Leurs maux et maladies se ressemblent tous, Philippe les connaît bien pour les voir tous les soirs : mangeant mal, ils ont souvent des problèmes digestifs ; manque de vitamines, les dents qui en tombent ; marchant énormément, il y en a qui arrivent avec les pieds en sang, ont des problèmes de circulation. Ils n’échappent pas aux maladies d’hiver classiques non-plus, sinusites, bronchites, gastros. Souvent, ils ont des problèmes dermatologiques et de vue. Si des familles avec enfants en bas âge ont commencé à venir dernièrement, ce qui pose la question d’un accueil pédiatrique correct, Médecins du monde a aussi déjà aidé un homme à avoir une nouvelle prothèse de jambe – leur site Facebook montre l’ancienne, bricolée avec des bouts de bois, de scotch et de ficelle, et la nouvelle, en plastique et métal, faite sur mesure, en collaboration avec un prothésiste engagé. Sylvie Martin se souvient du bonheur du patient et de la rapidité avec laquelle il s’est approprié sa nouvelle jambe. Il faisait la manche et continue à la faire, mais sa vie s’est améliorée. D’autres patients étaient dans le brouillard le plus total parce qu’ils ne voyaient plus bien. Sylvie Martin raconte la joie de cet autre homme heureux que l’ONG lui ait trouvé des lunettes, parce qu’il peut lire de nouveau maintenant.
Parce que beaucoup de sans-abris ne vont pas voir de médecin avant que la souffrance devienne insupportable, Médecins du monde travaille avec les streetworkers de la Ville et d’autres ONG, qui leur envoient des patients. Et parce que beaucoup de choses sont chères – les soins dentaires, les lunettes, les analyses, les médicaments –, ils travaillent sans relâche pour récolter des dons et pour trouver des collaborations avec des pharmaciens bénévoles, des ophtalmologues et d’autres spécialistes pour pouvoir fournir ces soins et ces équipements. Ainsi, une pédicure médicale peut être offerte au besoin, et des soins dentaires sont possibles les mercredis soirs en partenariat avec le Centre hospitalier. Médecins du monde récupère des médicaments non périmés des pharmaciens et achète les autres, à l’exception des traitements longs, des anti-dépresseurs ou des somnifères. Une consultation de santé mentale et de soutien psychologique est offerte depuis décembre 2014 et un accueil de bas seuil est en préparation pour le courant de l’année.

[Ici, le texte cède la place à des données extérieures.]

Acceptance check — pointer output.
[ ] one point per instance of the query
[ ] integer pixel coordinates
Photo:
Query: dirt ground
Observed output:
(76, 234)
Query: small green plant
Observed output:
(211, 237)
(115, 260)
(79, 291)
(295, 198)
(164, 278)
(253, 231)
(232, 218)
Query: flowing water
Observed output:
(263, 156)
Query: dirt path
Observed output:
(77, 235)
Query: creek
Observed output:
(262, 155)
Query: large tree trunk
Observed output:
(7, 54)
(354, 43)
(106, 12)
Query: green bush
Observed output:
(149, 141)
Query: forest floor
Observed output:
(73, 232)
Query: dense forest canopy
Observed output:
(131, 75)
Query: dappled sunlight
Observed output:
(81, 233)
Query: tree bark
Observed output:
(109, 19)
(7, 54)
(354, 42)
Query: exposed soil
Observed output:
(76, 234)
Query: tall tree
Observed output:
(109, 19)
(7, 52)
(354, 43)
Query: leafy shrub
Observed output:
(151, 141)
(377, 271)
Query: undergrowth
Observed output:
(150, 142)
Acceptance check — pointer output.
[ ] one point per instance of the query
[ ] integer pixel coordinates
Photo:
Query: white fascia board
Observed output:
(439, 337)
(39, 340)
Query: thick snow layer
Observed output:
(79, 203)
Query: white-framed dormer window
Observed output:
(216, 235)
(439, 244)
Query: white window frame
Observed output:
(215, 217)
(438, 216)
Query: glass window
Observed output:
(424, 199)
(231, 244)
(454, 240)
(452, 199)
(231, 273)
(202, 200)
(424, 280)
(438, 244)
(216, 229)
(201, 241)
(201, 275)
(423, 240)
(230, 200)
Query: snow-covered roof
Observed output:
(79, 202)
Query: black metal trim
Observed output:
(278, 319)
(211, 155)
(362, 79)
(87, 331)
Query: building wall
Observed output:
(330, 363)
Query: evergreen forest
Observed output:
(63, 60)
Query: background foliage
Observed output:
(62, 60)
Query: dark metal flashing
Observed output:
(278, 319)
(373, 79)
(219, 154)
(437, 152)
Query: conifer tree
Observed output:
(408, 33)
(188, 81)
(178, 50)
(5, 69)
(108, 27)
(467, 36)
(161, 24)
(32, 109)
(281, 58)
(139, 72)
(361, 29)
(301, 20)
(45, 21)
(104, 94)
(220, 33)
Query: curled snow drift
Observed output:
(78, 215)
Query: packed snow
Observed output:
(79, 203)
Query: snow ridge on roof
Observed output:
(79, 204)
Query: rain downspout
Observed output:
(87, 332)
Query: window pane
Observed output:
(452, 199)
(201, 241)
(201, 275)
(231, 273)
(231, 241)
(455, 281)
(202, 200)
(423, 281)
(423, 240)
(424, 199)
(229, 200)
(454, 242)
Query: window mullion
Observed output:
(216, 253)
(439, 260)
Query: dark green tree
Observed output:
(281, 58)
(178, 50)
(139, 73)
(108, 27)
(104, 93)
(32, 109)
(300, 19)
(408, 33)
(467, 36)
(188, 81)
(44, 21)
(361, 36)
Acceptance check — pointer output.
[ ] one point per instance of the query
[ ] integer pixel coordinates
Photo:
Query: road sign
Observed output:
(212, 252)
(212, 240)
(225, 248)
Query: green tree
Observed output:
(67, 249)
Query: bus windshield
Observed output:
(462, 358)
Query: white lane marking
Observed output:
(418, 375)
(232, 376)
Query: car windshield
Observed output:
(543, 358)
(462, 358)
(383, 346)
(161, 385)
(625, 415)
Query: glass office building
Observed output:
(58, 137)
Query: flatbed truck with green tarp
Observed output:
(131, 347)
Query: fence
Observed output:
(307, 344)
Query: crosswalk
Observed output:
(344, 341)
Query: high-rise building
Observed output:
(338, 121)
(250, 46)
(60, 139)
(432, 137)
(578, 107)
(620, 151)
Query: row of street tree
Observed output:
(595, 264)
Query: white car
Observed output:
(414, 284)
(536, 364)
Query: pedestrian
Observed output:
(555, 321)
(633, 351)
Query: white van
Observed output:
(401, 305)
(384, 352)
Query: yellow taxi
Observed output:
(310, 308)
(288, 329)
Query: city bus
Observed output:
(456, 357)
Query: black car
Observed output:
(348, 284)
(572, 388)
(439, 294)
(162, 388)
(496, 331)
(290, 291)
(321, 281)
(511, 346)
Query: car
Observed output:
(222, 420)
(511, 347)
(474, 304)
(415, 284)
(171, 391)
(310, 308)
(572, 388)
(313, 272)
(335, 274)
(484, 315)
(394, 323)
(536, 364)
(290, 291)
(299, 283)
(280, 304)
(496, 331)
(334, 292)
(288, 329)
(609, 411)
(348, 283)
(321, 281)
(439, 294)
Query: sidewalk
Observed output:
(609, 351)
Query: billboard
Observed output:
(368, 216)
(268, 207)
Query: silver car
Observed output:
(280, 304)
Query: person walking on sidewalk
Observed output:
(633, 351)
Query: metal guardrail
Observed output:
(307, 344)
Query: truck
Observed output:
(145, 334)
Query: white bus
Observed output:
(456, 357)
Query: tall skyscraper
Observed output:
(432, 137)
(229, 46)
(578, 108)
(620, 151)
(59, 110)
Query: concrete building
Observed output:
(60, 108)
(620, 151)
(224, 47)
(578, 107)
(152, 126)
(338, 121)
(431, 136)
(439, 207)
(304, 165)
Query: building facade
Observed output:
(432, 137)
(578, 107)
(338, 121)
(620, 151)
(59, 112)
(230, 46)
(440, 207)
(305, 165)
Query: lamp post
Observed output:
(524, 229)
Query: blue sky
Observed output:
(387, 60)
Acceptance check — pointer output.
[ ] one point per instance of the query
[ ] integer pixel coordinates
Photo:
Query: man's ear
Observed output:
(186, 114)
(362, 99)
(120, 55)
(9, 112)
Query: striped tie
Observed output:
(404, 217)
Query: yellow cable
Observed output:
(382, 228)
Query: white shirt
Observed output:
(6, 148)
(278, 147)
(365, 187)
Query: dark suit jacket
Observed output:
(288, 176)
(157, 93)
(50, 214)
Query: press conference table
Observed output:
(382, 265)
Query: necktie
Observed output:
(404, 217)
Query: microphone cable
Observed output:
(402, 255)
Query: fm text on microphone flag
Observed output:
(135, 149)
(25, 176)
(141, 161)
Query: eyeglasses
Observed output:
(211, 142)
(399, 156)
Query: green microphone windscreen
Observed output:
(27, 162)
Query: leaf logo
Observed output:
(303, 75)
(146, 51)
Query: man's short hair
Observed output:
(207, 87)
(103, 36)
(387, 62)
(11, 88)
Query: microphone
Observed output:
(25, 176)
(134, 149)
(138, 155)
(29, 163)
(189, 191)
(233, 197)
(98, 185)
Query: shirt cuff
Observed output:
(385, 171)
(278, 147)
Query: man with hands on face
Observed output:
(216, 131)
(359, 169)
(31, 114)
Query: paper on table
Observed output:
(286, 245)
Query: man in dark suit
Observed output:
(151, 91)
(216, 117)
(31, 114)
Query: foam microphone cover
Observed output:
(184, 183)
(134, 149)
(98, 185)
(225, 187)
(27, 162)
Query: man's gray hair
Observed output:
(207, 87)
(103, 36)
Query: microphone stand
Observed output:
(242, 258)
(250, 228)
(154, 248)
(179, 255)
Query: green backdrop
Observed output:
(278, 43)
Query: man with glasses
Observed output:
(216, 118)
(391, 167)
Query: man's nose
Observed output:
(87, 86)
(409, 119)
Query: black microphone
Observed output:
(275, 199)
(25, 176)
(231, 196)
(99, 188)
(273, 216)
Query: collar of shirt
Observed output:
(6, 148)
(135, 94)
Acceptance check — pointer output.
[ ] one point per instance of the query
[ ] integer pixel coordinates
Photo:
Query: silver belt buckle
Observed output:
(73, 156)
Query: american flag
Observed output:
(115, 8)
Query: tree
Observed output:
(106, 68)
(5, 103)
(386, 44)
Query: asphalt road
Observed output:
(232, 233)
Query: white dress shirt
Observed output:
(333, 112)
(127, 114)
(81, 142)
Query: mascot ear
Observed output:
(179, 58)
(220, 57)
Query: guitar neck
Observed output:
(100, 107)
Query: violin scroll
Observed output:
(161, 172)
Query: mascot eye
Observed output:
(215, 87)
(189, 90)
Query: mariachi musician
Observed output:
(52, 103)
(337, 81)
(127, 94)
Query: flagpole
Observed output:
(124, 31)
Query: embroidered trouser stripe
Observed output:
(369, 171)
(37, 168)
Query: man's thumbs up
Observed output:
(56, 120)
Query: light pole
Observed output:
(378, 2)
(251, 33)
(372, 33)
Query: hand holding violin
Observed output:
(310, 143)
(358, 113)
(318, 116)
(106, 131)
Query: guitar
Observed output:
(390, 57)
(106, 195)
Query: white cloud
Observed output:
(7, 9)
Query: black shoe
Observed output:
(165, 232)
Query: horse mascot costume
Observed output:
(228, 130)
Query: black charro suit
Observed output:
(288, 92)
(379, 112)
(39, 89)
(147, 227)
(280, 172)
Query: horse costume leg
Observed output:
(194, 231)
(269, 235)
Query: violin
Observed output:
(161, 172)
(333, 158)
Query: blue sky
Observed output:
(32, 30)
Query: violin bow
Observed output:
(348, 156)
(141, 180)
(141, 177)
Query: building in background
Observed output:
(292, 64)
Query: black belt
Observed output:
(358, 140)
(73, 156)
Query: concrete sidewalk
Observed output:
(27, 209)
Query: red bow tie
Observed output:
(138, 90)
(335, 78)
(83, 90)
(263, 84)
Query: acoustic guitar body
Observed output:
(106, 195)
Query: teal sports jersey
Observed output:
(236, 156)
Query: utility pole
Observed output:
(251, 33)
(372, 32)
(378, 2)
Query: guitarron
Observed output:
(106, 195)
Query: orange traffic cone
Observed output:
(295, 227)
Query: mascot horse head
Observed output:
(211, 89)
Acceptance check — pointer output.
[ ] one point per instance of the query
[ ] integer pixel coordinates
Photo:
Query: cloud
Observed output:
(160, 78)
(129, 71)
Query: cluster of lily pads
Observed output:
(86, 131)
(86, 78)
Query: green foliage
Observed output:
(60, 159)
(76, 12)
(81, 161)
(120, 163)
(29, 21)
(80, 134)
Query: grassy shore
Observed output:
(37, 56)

« Cent pour cent de nos patients sont sous le seuil de pauvreté, rappelle Sylvie Martin. Mais nous leur assurons la même qualité de soins qu’à n’importe quel patient. » Pour améliorer la compréhension, ne serait-ce que linguistique, l’ONG a toute une panoplie de traducteurs, en arabe, en russe, en polonais ou portugais. Il y a des patients qui ne connaissent personne ici, d’autres qui sont tellement destructurés qu’il ne se souviennent jamais d’un rendez-vous donné.
Il est 20h30 lorsque le dernier patient du soir quitte la salle de consultation. Au rez-de-chaussée, les bénévoles du foyer Esperanza ont déjà remonté les bancs sur les tables, des femmes nettoient le sol. C’était calme ce soir. En face, dans la piscine de Bonnevoie, des sportifs s’entraînent encore. Une soirée banale à Luxembourg, dans une réalité parallèle que beaucoup de gens ignorent.